Entre silêncios e atrevimentos
Encobertas por concepções milenarmente elaboradas e que as consideravam incompetentes, as mulheres estiveram, por séculos, suspensas a condição de virtuosa ou de pecadora. Envoltas em mistérios e superstições, foram amaldiçoadas como bruxas, condenadas a fogueira como endemoniadas, relegadas ao claustro das selas e recônditos mais vigiados e escondidos dos lares.
Em torno de sua figura e usando-se a sua condição de procriadora foi inventada toda uma sorte de conceitos e elaborações que as situam no limiar entre a santidade e a perversão. Quando resignada com as condições de sua submissão, são apontadas e referenciadas como modelo, padrão a ser seguido, imagem a ser copiada. Quando subvertem a ordem estabelecida, são imoladas, caluniadas, marcadas a ferro, amordaçadas em silêncios e esquecimentos. Entre santa e pecadora, as mulheres foram, historicamente, definidas e conceituadas como seres inferiores, cidadãs de segunda categoria, de quem não se considerava a inteligência, a autonomia, a capacidade de autodeterminação. Como apêndices do mundo masculino, nele caminhavam nas franjas, nos subterrâneos, entre catacumbas e túneis construídos com a matéria prima da insubmissão abafada, da insurreição costuradas nas camarinhas e alcovas, da revolta arquitetada nas teias de jogos de sedução ou de insubordinação ante o sexo forte.
E, nesse percurso, somente nos tempos contemporâneos, as mulheres começam a ganhar visibilidade enquanto sujeitos autônomos capazes de caminhar com seus próprios pés, sem as muletas e escoras masculinas.
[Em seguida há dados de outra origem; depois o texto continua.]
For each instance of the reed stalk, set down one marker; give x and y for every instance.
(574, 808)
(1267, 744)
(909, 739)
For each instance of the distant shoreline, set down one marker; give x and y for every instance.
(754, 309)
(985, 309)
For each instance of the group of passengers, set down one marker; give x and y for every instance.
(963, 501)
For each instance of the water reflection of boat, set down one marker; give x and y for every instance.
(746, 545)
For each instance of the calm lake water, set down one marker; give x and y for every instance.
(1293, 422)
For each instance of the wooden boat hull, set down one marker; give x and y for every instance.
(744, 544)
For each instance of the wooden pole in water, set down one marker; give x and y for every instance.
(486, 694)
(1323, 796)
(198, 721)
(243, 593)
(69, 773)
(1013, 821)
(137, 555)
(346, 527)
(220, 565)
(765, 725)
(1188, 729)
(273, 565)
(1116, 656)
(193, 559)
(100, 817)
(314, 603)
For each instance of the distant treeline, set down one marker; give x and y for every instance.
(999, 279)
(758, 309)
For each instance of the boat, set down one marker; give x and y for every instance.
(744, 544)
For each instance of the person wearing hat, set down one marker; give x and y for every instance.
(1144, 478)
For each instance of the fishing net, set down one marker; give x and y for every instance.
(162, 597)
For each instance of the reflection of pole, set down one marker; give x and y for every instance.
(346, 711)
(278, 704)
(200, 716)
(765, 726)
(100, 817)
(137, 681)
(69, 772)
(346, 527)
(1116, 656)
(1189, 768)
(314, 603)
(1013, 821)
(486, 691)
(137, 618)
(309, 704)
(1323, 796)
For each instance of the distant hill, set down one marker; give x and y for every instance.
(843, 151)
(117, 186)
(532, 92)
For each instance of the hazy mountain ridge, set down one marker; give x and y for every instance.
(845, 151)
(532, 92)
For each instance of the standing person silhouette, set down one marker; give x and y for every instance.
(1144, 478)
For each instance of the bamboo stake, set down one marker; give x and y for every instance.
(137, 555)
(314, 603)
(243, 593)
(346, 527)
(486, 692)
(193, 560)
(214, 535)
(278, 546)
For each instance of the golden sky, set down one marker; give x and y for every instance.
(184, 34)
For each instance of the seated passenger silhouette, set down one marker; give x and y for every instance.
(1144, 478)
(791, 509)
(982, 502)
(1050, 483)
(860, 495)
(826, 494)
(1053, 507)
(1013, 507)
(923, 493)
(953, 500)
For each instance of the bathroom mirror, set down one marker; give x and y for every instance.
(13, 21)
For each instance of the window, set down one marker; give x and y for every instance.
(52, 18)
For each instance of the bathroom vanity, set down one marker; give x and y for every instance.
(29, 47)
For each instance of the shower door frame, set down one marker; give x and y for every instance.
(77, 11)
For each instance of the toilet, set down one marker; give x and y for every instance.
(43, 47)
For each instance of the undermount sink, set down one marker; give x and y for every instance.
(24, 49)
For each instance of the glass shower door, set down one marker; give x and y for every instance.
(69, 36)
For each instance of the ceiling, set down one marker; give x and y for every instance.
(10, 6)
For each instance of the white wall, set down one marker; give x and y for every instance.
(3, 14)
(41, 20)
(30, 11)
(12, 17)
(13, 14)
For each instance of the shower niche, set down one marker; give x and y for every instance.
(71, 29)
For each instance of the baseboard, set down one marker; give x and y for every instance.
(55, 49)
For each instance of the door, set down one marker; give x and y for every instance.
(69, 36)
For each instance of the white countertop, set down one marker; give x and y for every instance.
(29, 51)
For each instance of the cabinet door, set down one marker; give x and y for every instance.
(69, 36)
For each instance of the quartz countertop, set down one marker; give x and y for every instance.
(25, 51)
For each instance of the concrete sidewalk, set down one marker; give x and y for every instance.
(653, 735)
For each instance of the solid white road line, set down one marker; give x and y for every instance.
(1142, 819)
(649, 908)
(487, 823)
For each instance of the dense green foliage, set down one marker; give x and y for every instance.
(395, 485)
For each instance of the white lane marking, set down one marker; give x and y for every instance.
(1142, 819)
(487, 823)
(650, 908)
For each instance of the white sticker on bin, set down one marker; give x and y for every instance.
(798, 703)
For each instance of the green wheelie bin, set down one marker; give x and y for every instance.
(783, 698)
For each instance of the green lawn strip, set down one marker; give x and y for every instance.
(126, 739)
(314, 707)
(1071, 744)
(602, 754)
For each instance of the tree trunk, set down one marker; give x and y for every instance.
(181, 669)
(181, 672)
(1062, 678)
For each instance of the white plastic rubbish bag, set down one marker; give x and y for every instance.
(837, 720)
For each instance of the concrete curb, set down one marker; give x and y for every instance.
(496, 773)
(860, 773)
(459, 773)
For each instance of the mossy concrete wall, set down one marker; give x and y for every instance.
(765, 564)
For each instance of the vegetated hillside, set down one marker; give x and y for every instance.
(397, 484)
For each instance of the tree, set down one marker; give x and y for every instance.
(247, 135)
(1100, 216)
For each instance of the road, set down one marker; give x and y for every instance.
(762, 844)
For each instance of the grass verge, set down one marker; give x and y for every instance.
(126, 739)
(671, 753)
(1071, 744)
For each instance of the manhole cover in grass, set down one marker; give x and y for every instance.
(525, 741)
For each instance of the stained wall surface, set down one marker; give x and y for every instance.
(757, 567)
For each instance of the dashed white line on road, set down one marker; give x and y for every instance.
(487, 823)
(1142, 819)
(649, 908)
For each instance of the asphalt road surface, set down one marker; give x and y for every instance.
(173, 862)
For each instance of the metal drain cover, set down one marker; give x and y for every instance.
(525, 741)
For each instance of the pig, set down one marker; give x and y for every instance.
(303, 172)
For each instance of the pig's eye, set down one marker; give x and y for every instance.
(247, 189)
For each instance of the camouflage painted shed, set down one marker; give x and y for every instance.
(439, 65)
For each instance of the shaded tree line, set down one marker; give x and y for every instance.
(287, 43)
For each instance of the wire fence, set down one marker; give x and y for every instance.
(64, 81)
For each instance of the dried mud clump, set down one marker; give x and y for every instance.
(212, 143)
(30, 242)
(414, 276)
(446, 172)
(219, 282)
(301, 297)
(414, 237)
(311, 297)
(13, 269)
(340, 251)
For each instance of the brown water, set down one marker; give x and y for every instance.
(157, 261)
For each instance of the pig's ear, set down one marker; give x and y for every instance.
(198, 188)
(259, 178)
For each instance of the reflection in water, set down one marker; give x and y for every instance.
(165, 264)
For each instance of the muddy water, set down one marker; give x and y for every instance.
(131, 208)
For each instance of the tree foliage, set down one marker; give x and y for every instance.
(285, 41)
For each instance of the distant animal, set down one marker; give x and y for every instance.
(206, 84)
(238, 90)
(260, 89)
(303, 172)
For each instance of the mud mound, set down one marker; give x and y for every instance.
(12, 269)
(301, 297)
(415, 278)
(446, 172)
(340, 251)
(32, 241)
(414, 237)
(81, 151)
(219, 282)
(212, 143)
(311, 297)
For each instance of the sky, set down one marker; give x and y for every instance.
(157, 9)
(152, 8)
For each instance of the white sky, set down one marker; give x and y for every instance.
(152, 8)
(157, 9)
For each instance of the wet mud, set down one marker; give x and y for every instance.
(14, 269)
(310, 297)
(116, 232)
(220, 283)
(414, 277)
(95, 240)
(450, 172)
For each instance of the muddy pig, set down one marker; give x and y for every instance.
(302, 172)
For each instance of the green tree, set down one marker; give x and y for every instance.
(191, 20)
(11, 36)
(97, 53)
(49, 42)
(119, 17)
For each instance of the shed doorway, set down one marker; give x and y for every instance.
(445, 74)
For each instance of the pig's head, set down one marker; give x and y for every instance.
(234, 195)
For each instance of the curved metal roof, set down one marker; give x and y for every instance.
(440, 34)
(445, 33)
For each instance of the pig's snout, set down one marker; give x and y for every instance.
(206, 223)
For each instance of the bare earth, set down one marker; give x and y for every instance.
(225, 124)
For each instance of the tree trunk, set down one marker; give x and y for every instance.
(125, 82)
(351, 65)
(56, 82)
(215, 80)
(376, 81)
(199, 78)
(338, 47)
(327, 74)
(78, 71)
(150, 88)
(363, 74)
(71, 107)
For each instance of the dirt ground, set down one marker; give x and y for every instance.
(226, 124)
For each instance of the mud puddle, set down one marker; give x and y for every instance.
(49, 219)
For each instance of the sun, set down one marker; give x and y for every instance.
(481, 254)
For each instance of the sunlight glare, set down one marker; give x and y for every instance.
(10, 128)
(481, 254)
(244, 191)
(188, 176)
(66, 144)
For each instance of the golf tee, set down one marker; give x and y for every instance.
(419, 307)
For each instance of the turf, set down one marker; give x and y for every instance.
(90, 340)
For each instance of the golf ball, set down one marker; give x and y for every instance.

Um percurso marcado por muitas resistências, desqualificações, deméritos. Das pioneiras que reclamavam apenas o elementar direito de transpor a soleira da casa, às sufragistas que se inserem numa dimensão política mais consistente quando reclamam o direito de incidir sobre os atos e conseqüências da vida social, muitas foram discriminadas e tantas imolaram a própria vida em sacrifício pela construção de uma esperança.
Hoje, quando celebramos uma data internacionalmente festejada, não podemos esquecer todo o processo histórico que produziu o que a escritora francesa Simone de Beauvoir sintetizou na frase: “Não se nasce mulher: torna-se”. Torna-se mulher, hoje, é não esquecer que milhares ainda são vitimas da violência de gênero. Que milhões de outras ainda são silenciadas por regras e preceitos religiosos, morais, culturais. Que tantas estão subservientes a dependência econômica. Milhares de mulheres ainda caminham na sombra masculina, silenciadas, mutiladas, amputadas em suas vontades e decisões. As festividades devem acontecer como espaço para que compreendamos que todos, homens e mulheres, são partes de uma mesma história: a incrível aventura da humanidade e que, mais uma vez, me apoiando na Simone de Beauvoir, dizer que “Querer-se livre é também querer livres os outros”.